We will provide a basic R markdown template to follow.
Alternative projects
Thoughtful deviations from this template are welcome. Some possible examples are:
- Studying an advanced regression topic (e.g. double descent, regression trees, Bayesian methods) using real or simulated data
- Reproducing an existing study, then changing some of the methods to investigate the stability of the results
- Study the numerical stability of R’s
lm
with a detailed analysis of its core linear algebra routines
Alternative proposals should still meaningfully engage with the content of the course. For example, a project that simply fits deep neural networks to some data is inappropriate, but a project that meaningfully compares a deep neural network to regression techniques on the same dataset could be appropriate.
If you want to deviate from the template, please describe your proposal in detail on the project form.
More detailed guidelines
Here are some more guidelines for the project proposals, as well as what we will look for in a good project.
Datasets
Datasets should be openly available. Furthermore, they should come with detailed and clear descriptions of how the data were collected. Ideally, the information about data collection is in the form of a published paper or study.
- Good example: The bodyfat dataset
- Bad example: The marketing dataset in An Introduction to Statistical Learning (no real information about how it was collected)
- Bad example: Proprietary data from your aunt’s internet startup (not open access)
I hope that good datasets may become part of future versions of this course.
Here are some potential places to look for datasets:
- Kaggle
- UCI ML repository
- Openintro
- Fox regression book
- IEEE Dataport (unfortunately, many cost money)
- ROS textbook
Please feel free to share other suggestions with me and with the rest of the class!
Questions
Questions should be about the real world, not framed directly in terms of statistical analyses.
- Good example: Can we increase household income by giving cash to poor families?
- Good example: Can we produce a useful predictor of bodyfat from simpler measurements?
- Bad example: Is there an association between \(x_n\) and \(y_n\) in this dataset?
- Bad example: Is coefficient \(\beta_1\) in such-and-such a regression statistically significant?

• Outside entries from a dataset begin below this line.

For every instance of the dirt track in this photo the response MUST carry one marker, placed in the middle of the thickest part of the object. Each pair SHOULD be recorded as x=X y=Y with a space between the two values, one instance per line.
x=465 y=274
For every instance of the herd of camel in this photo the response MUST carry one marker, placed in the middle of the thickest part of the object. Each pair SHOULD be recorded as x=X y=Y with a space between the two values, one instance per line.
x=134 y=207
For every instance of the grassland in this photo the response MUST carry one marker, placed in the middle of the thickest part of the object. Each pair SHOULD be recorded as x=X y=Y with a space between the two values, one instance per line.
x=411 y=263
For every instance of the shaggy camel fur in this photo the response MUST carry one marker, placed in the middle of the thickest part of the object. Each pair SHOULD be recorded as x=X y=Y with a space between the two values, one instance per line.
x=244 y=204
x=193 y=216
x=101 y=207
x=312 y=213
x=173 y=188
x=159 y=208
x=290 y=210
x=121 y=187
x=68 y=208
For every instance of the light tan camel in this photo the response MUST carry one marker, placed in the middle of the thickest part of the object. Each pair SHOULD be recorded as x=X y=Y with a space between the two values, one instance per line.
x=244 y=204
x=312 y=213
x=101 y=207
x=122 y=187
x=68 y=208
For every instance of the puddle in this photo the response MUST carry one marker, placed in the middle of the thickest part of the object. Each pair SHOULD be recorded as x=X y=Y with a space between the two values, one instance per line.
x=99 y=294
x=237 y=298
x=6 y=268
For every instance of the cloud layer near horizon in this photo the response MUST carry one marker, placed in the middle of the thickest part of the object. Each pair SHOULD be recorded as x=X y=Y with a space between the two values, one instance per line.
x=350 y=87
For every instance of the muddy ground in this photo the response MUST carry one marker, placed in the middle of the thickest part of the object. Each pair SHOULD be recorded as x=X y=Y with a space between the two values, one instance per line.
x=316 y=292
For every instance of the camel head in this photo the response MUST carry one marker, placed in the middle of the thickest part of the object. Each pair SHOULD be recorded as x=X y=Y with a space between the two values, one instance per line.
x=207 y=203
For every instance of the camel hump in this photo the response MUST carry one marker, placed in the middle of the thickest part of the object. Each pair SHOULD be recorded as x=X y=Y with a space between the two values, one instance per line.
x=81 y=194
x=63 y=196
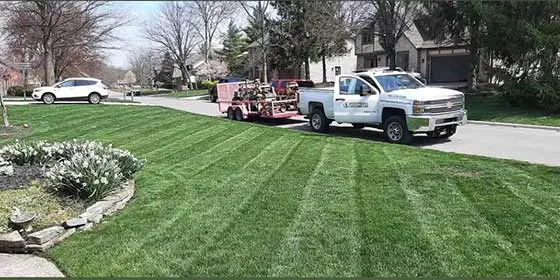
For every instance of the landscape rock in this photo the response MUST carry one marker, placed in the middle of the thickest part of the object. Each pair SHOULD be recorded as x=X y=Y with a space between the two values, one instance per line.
x=6 y=168
x=86 y=227
x=11 y=240
x=45 y=235
x=75 y=222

Please be clear about whether your problem is an inference or a prediction problem (or both, or neither).
Attempted answers
In order to attempt to answer your question with linear regression, you have to connect your real-world question with a regression analysis. Please be very clear about
- What assumptions you need to connect your regression to your question
- Whether those assumptions are reasonable
Clear thinking will be more important here than definitive answers to your question.
Critical analysis
Finally, please connect the results of your analysis to your question. Here are some of the kinds of questions you might ask:
- What is the answer to your question?
- Were you not able to answer your question due to some limitation you found in the data?
- How might you collect different data to successfully answer your question?
- What different statitsical analyses might answer the question better?
- What evidence is there that your assumptions are satisfied?
- What evidence could you imagine collecting to establish that your assumptions were satisfied?
Again, clear thinking will be more important here than definitive answers to your question.